IV. No Stand-Alone Compliance Frontier
The AI Act mandates that AI systems be auditable and explainable by design, requiring operators to maintain risk logs and monitor data inputs for drift or bias. Compliance with the AI Act is not standalone; it must be coordinated with existing data protection requirements under the GDPR and other regulatory frameworks.

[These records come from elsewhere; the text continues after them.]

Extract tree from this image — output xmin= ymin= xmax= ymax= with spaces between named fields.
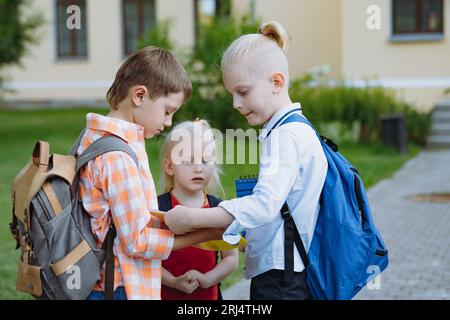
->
xmin=0 ymin=0 xmax=44 ymax=93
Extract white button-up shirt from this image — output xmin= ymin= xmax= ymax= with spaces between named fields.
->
xmin=219 ymin=103 xmax=328 ymax=279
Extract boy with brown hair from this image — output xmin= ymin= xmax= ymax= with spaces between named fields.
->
xmin=77 ymin=47 xmax=223 ymax=300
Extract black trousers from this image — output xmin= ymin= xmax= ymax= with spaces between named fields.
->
xmin=250 ymin=269 xmax=312 ymax=300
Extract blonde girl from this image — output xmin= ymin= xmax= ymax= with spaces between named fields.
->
xmin=158 ymin=120 xmax=238 ymax=300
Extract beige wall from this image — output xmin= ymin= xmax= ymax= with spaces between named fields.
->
xmin=3 ymin=0 xmax=194 ymax=100
xmin=234 ymin=0 xmax=341 ymax=78
xmin=7 ymin=0 xmax=450 ymax=109
xmin=342 ymin=0 xmax=450 ymax=109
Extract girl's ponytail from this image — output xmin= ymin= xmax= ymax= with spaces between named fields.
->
xmin=258 ymin=21 xmax=289 ymax=52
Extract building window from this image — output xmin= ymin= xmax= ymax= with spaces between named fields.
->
xmin=122 ymin=0 xmax=156 ymax=55
xmin=194 ymin=0 xmax=231 ymax=39
xmin=56 ymin=0 xmax=87 ymax=59
xmin=392 ymin=0 xmax=444 ymax=35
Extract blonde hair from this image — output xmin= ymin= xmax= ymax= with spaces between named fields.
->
xmin=106 ymin=46 xmax=192 ymax=109
xmin=221 ymin=21 xmax=289 ymax=78
xmin=159 ymin=120 xmax=225 ymax=197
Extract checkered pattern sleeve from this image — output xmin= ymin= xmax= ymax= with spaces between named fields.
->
xmin=94 ymin=151 xmax=174 ymax=260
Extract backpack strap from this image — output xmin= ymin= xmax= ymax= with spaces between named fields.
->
xmin=280 ymin=202 xmax=309 ymax=282
xmin=70 ymin=129 xmax=138 ymax=300
xmin=269 ymin=114 xmax=321 ymax=282
xmin=68 ymin=128 xmax=86 ymax=156
xmin=206 ymin=194 xmax=223 ymax=208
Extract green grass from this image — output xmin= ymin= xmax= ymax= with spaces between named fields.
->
xmin=0 ymin=109 xmax=420 ymax=299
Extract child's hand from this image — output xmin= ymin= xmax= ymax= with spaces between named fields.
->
xmin=174 ymin=274 xmax=200 ymax=294
xmin=164 ymin=205 xmax=192 ymax=234
xmin=184 ymin=270 xmax=215 ymax=289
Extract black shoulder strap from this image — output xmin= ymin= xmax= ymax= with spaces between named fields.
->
xmin=158 ymin=192 xmax=172 ymax=211
xmin=280 ymin=202 xmax=309 ymax=282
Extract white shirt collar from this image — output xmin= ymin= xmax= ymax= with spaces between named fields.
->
xmin=258 ymin=102 xmax=302 ymax=141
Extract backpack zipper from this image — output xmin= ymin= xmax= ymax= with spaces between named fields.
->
xmin=36 ymin=190 xmax=53 ymax=222
xmin=350 ymin=168 xmax=364 ymax=225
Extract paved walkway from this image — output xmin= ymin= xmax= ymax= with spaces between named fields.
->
xmin=223 ymin=150 xmax=450 ymax=300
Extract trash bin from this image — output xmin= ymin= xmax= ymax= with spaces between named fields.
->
xmin=381 ymin=113 xmax=408 ymax=153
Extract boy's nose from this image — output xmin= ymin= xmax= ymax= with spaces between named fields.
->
xmin=233 ymin=100 xmax=242 ymax=110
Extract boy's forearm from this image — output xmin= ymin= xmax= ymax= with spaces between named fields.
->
xmin=172 ymin=229 xmax=217 ymax=251
xmin=205 ymin=256 xmax=239 ymax=286
xmin=191 ymin=207 xmax=234 ymax=229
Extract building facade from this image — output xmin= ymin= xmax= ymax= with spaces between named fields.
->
xmin=6 ymin=0 xmax=450 ymax=110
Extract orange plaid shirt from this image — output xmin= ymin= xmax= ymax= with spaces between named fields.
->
xmin=78 ymin=113 xmax=174 ymax=300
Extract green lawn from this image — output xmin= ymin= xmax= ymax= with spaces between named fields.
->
xmin=0 ymin=109 xmax=420 ymax=299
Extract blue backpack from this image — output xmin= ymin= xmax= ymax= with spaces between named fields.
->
xmin=236 ymin=114 xmax=388 ymax=300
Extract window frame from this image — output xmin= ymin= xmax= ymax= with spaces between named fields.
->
xmin=391 ymin=0 xmax=445 ymax=36
xmin=192 ymin=0 xmax=233 ymax=42
xmin=121 ymin=0 xmax=157 ymax=57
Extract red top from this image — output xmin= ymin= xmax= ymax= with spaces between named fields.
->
xmin=161 ymin=192 xmax=219 ymax=300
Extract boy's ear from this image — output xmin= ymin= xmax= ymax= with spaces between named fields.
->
xmin=272 ymin=72 xmax=285 ymax=93
xmin=164 ymin=158 xmax=173 ymax=176
xmin=131 ymin=86 xmax=148 ymax=107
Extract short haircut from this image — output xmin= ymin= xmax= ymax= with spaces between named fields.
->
xmin=106 ymin=46 xmax=192 ymax=109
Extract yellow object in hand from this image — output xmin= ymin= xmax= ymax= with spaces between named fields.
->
xmin=195 ymin=237 xmax=247 ymax=251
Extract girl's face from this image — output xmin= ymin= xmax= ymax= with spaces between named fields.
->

V. Gaining Competitive Advantage
Forward-thinking gambling operators are conducting AI audits, mapping their systems, and aligning with AI risk frameworks to prepare for compliance with the AI Act. Recognizing AI as not just an efficiency tool but also a regulated system is crucial. Operators should focus on mapping AI systems, developing compliance procedures, and ensuring meaningful human oversight of AI-supported decisions.
VI. Conclusion
AI in gambling is more than a compliance challenge; it is a powerful market differentiator. Operators who proactively address compliance issues related to their AI systems will not only reduce regulatory risks but also gain a competitive edge. Embracing regulatory requirements and best practices can facilitate new partnerships and enhance customer retention in an industry where speed and agility define success.